CUSIP No. | 46122W105 |
Item 1. | Security and Issuer. |
Inuvo, Inc. (the "Issuer") Common Stock (the "Shares")
1111 Main Street, Suite 201 Conway, AR 72032
|
Item 2. | Identity and Background. |
(a-c,f) This Schedule 13D is being filed by Tocqueville Asset Management, LP (the "Reporting Person".)
The Reporting Person is a Delaware limited partnership with its principal business address at 40 West 57th Street, 19th Floor, New York, New York 10019.
Tocqueville Management Corporation (“TMC”) is the general partner of the Reporting Person. TMC does not own any Shares in its own accounts. The principal business address of TMC is at 40 West 57th Street, 19th Floor, New York, New York 10019.
The Shares reported herein are held in the name of certain client accounts advised by the Reporting Person.
(d) The Reporting Person has not, during the last five years, been convicted in a criminal proceeding (excluding traffic violations or similar misdemeanors).
(e) The Reporting Persons have not, during the last five years, been a party to a civil proceeding of a judicial or administrative body of competent jurisdiction and as a result of such proceeding were or are subject to a judgment, decree or final order enjoining future violations of, or prohibiting or mandating activities subject to, Federal or state securities laws or finding any violation with respect to such laws.
|
Item 3. | Source and Amount of Funds or Other Consideration. |
As of the date hereof the Reporting Person may be deemed to beneficially own 451,509 Shares.

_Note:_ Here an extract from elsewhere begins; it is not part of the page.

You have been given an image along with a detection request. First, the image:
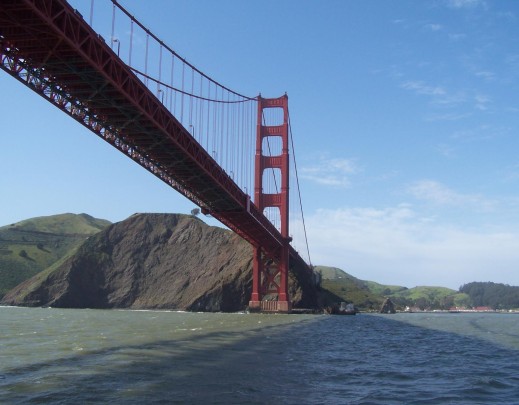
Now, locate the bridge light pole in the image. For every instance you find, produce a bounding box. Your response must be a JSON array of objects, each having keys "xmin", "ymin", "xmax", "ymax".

No borrowed funds were used to purchase the Shares, other than any borrowed funds used for working capital purposes in the ordinary course of business.
|
Item 4. | Purpose of Transaction. |
The Reporting Person acquired the Shares of the Issuer for investment purposes. The Reporting Person evaluates the investment in the Shares on a continual basis.
The Reporting Person has no plans or proposals as of the date of this filing which relate to, or would result in, any of the actions enumerated in Item 4 of the instructions to Schedule 13D.

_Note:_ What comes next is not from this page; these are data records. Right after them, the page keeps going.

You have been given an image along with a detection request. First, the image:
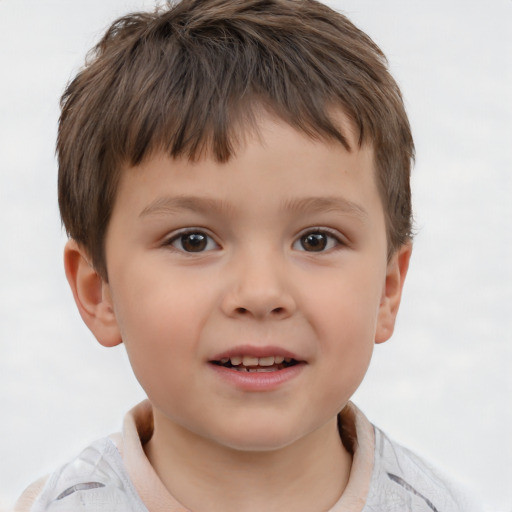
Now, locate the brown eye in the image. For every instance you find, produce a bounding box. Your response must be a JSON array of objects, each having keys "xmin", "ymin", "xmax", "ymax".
[
  {"xmin": 181, "ymin": 233, "xmax": 208, "ymax": 252},
  {"xmin": 168, "ymin": 231, "xmax": 218, "ymax": 252},
  {"xmin": 300, "ymin": 233, "xmax": 328, "ymax": 252},
  {"xmin": 293, "ymin": 229, "xmax": 345, "ymax": 252}
]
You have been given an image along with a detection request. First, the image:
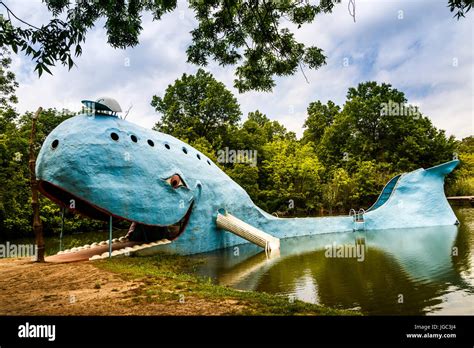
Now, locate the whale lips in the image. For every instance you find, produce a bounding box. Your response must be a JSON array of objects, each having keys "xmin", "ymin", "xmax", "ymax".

Charles D. Morgan serves as a director of the Issuer and is formerly a related person of the Reporting Person.
|
Item 5. | Interest in Securities of the Issuer. |
(a, b)
As of the date hereof, the Reporting Person may be deemed to be the beneficial owner of 451,509 Shares, constituting 1.6% of the Shares of the Issuer, based upon the 28,797,198 Shares outstanding based on information provided in the Issuer's most recently filed Form 10-Q.
The Reporting Person has the sole power to vote or direct the vote of 451,509 Shares; has the shared power to vote or direct the vote of 0 Shares; has sole power to dispose or direct the disposition of 451,509 Shares; and has shared power to dispose or direct the disposition of 0 Shares.

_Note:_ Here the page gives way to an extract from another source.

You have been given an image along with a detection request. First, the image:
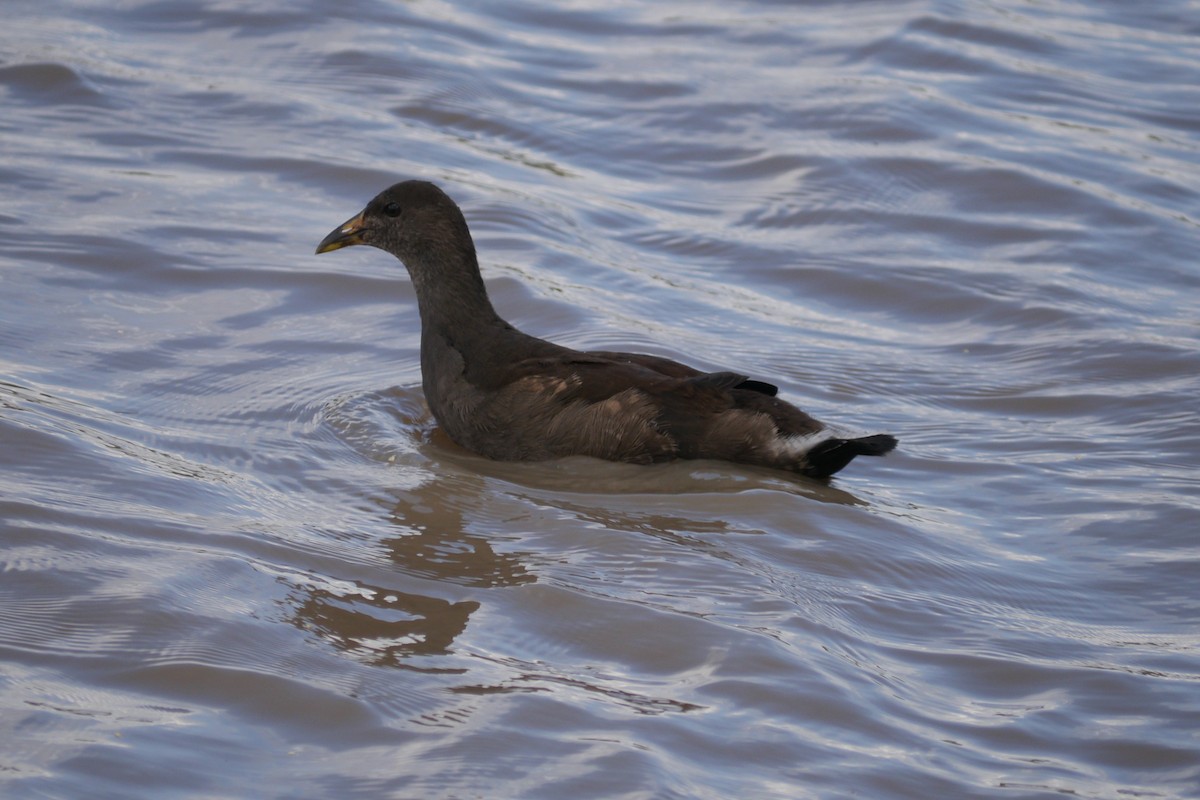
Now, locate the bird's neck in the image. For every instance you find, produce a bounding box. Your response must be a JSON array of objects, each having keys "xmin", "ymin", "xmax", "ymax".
[{"xmin": 406, "ymin": 248, "xmax": 505, "ymax": 336}]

The Reporting Person disclaims beneficial ownership in the Shares reported herein except to the extent of its pecuniary interest therein.
(c)
The Reporting Person has not purchased or sold any other Shares in the past 60 days. However, as described in the Form 4 filed by the Reporting Person in the Issuer on June 29, 2018, and which is incorporated herein by reference, 307,998 and 1,871,031 Shares are no longer beneficially owned by the Reporting Person as of June 25 and 26, 2018, respectively, including Shares held in the account of Charles D. Morgan, a Director of the Issuer and formerly a related person of the Reporting Person.
(e) As of June 26, 2018, the Reporting Person no longer owns more than 5% of the total outstanding shares of Common Stock. Consequently, the Reporting Person is no longer considered a Reporting Person for purposes of this Schedule 13D.
| ||
Item 6. | Contracts, Arrangements, Understandings or Relationships with Respect | |
to Securities of the Issuer. |
Not Applicable.
| ||
Item 7. | Material to be Filed as Exhibits. |
Not Applicable. | ||
SIGNATURE
After reasonable inquiry and to the best of my knowledge and belief, I certify that the information set forth in this statement is true, complete and correct.
July 3, 2018 | |
(Date) | |
| |
Tocqueville Asset Management, LP
By: /s/ Victor Huwang Compliance Officer
|
Footnotes: Charles D. Morgan serves as a director of the Issuer and is formerly a related person of the Reporting Person.
Attention: Intentional misstatements or omissions of fact constitute Federal criminal violations (see 18 U.S.C. 1001).